Oakland Dispensary Harborside Hopes for a Stock Market High

The Bay Area will see its first homegrown marijuana dispensary trading on a stock exchange, as Oakland’s Harborside is about to go public.

The recent Uber and Lyft IPOs did not “eat San Francisco alive,” as The New York Times predicted. But one big-name Bay Area cannabis company has a stock offering that might be more likely to give you a case of the munchies.

Oakland pot shop Harborside, one of the largest dispensaries in the country and a 13-year mainstay on the Bay Area marijuana scene, is about to go public on the Canadian stock exchange. It’s another big-bucks transaction that shows how California cannabis companies now see themselves as operations worth hundreds of millions of dollars — but those dollars are often Canadian.    

Technically, Harborside will not be the first Bay Area cannabis company listed on a stock market. The Canadian firm that acquired The Apothecarium in February is already on the Canadian Securities Exchange under the name of that parent company TerrAscend. A Monterey cannabis conglomerate called Indus Holdings also made it onto the Canadian exchange in April.

But this is the first homegrown, historic, pre-legalization Bay Area marijuana brand that will hit the stock market under its original name and identity.

“In terms of core Bay Area and longstanding legacy companies, particularly one like Harborside that’s been around since 2006, this is unique and very, very special for northern California, for the industry, and certainly for Harborside,” the company’s CEO Andrew Berman tells SF Weekly.

As of press time, we don’t know exactly when Harborside stock will begin trading. The company has announced it expects the stock to start trading “on or around June 6,” but that decision lies with the Canadian Securities Exchange. (Update: Harborside announced Thursday that shares will begin trading on Monday, June 10.)

“We hope it’s Thursday. We expect it to be Thursday,” Berman tells us. “It might be Friday. It might be next week. But sometime in the near term.”

And we still don’t know with certainty the stock’s introductory share price.

“We are targeting a $7 share price. That’s Canadian” dollars, he says.

This is not really an IPO. Harborside performed a complex transaction called a “reverse takeover” (RTO) with the already-existing Canadian cannabis stock Lineage Grow Company. That company’s stock, which trades under the stock ticker name “BUDD,” has had its trading halted, per Canadian stock exchange rules for takeovers of this type. The new stock will trade under the Harborside name, and its ticker name will be updated to “HBOR.”

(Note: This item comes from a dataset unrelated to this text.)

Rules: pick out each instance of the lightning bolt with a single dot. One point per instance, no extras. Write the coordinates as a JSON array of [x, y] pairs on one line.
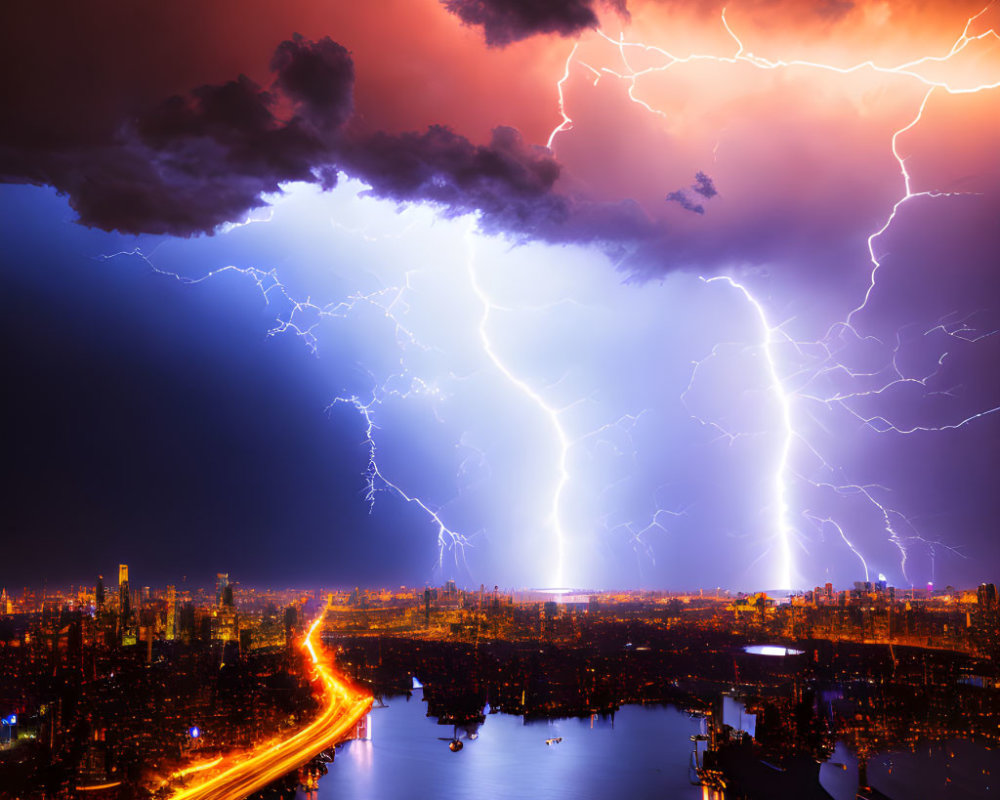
[[300, 318], [819, 358], [550, 413]]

“This is a reverse takeover where we have found a company that was already listed on the Canadian Securities Exchange,” Berman explains. “We merge into a company, and then in order for the merge to take place, we effectively take on more of their shares, so we end up being the controlling entity.”

Lineage Grow Company was already in the marijuana business. They’re nowhere the size of Harborside, which is valued at $150 million, but they do have two dispensaries in Oregon, one in San Jose, and a 43,000-square-foot grow in Sacramento. So Harborside acquires some nice things of value in this reverse takeover deal.

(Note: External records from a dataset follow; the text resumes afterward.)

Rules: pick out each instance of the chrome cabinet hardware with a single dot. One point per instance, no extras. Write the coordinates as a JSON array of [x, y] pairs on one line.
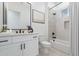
[[24, 45], [3, 41]]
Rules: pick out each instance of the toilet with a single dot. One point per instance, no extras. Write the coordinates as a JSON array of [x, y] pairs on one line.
[[45, 43]]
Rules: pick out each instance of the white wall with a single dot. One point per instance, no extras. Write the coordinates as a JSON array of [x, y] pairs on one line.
[[1, 15], [56, 23], [51, 23], [42, 29], [61, 32]]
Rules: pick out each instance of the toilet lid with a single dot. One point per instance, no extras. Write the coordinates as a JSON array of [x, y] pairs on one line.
[[46, 42]]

“Some of the other folks that have done RTOs found companies that were maybe an old mining company or an old pharmaceutical company,” he says.

But Harborside is more than just a dispensary in Oakland, and parent company FLRish has quietly become one of the most powerful cannabis companies in California. While Harborside has been retailing since the “medical marijuana collective” days of 2006, they’ve also acquired licenses to grow, process, manufacture, and transport cannabis. The company claims to sell three percent of all retail cannabis in California.

Unfortunately for Harborside employees, they do not stand to get rich quick off Harborside stock the way tech employees do. That’s because they won’t get any Harborside stock — not yet, at least.

“We are merging and becoming a new business,” Berman admits. “I need to go and get a new employee stock option plan for the new company. I’ll have a new board of directors. That is something we would like to do, but they won’t have it immediately.”

But if you hope to get rich investing in Harborside shares, how does an American go about buying Canadian marijuana stock?

“You need a broker in Canada,” he says. “Most of the larger U.S. [brokerage] companies can help you do that, too.”

Unsurprisingly, the CEO of Harborside thinks that Harborside stock is an excellent investment.

“It’s a good, attractive investment because it’s been around a long time,” Berman explains. “We know what we’re doing. We have assets that are in place. Some companies have gone public and they’re in the process of raising money to build out assets. We have existing assets.”

True, but the grass hasn’t always been greener up north for Canadian marijuana stocks. Most of them are down for the year, thanks to regulatory uncertainty around the drug that makes it hard for businesses to plan. It’s certainly a significant milestone to become a publicly traded stock, but there’s no guarantee Harborside’s ship will come in when they go public on the Candian stock exchange.